A distanza di oltre trent’anni dal terremoto, e nonostante i diversi interventi normativi succedutisi nel tempo, il sindacato denuncia una disparità di trattamento tra chi ha ottenuto il rimborso, anche grazie alla nuova fase di liquidazione avviata dall’Agenzia delle Entrate nel dicembre 2024 per chi aveva presentato domanda nei termini previsti, e chi invece è rimasto escluso, in particolare i cittadini che avevano inoltrato l’istanza oltre le scadenze stabilite.
La presa di posizione arriva dopo la mancata approvazione, nel 2025, delle iniziative parlamentari che puntavano alla riapertura dei termini per la presentazione delle domande. Alla luce di questo, la Cgil siracusana condivide la richiesta di convocazione di un Consiglio interprovinciale tra Siracusa, Catania e Ragusa, con l’obiettivo di permettere alle istituzioni dei tre territori di esprimersi con una posizione unitaria e sostenere una soluzione legislativa definitiva.

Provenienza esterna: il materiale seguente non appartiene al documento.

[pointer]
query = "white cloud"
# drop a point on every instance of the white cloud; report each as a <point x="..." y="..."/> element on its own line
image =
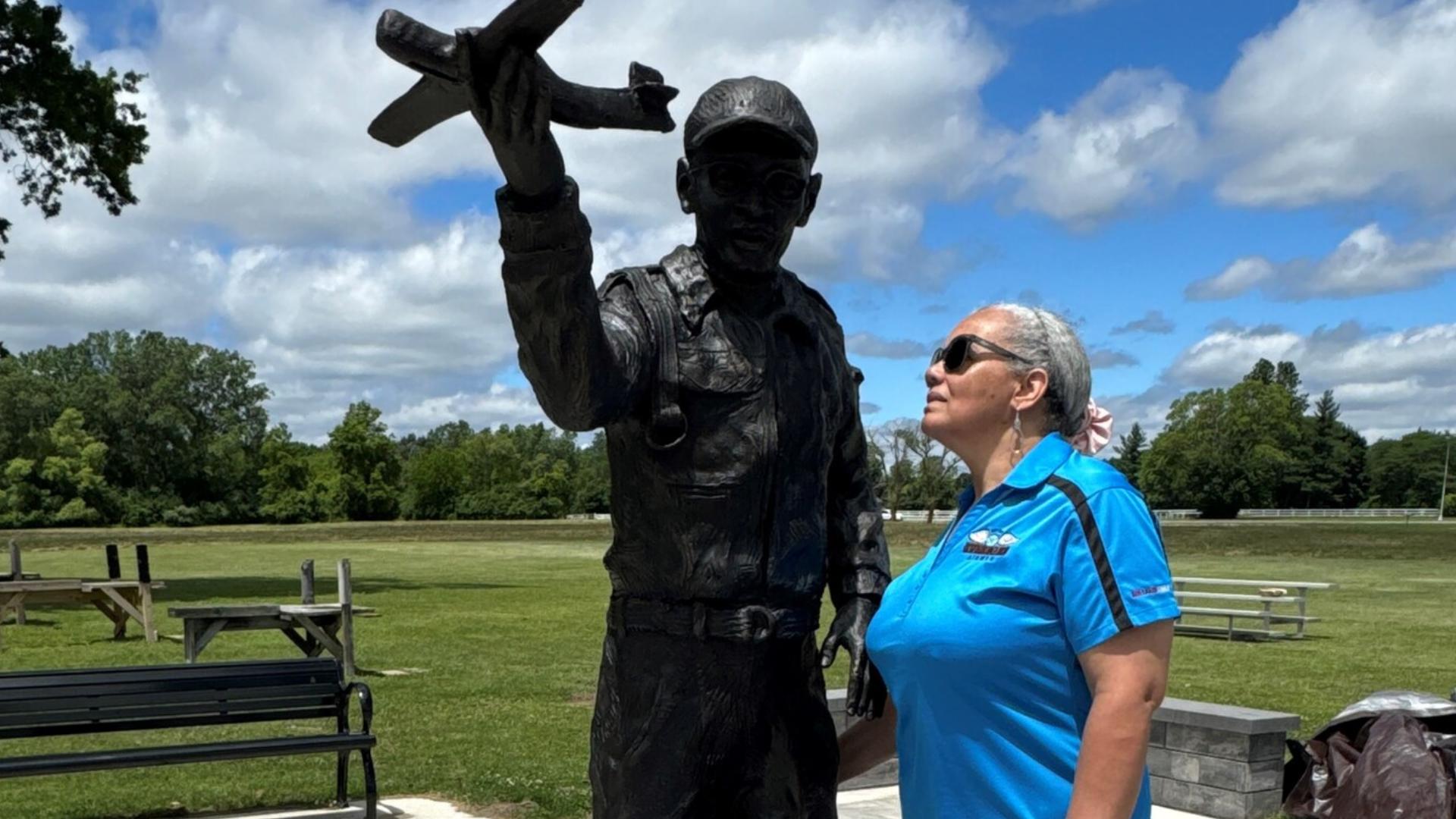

L’incontro in programma domani, 6 settembre, viene definito dal sindacato un momento di confronto e di assunzione di responsabilità collettiva. Per la Cgil di Siracusa, la politica deve assumere un impegno concreto per accelerare il percorso che porti al riconoscimento del rimborso del 90 per cento anche a chi ne è rimasto escluso per ragioni legate esclusivamente alla procedura.
“I diritti non possono dipendere dalla data di una domanda quando i presupposti sostanziali sono gli stessi”, si legge nella nota del sindacato, che chiede alle istituzioni una risposta concreta, giusta e definitiva per tutti i cittadini ancora in attesa del riconoscimento di un diritto maturato da decenni.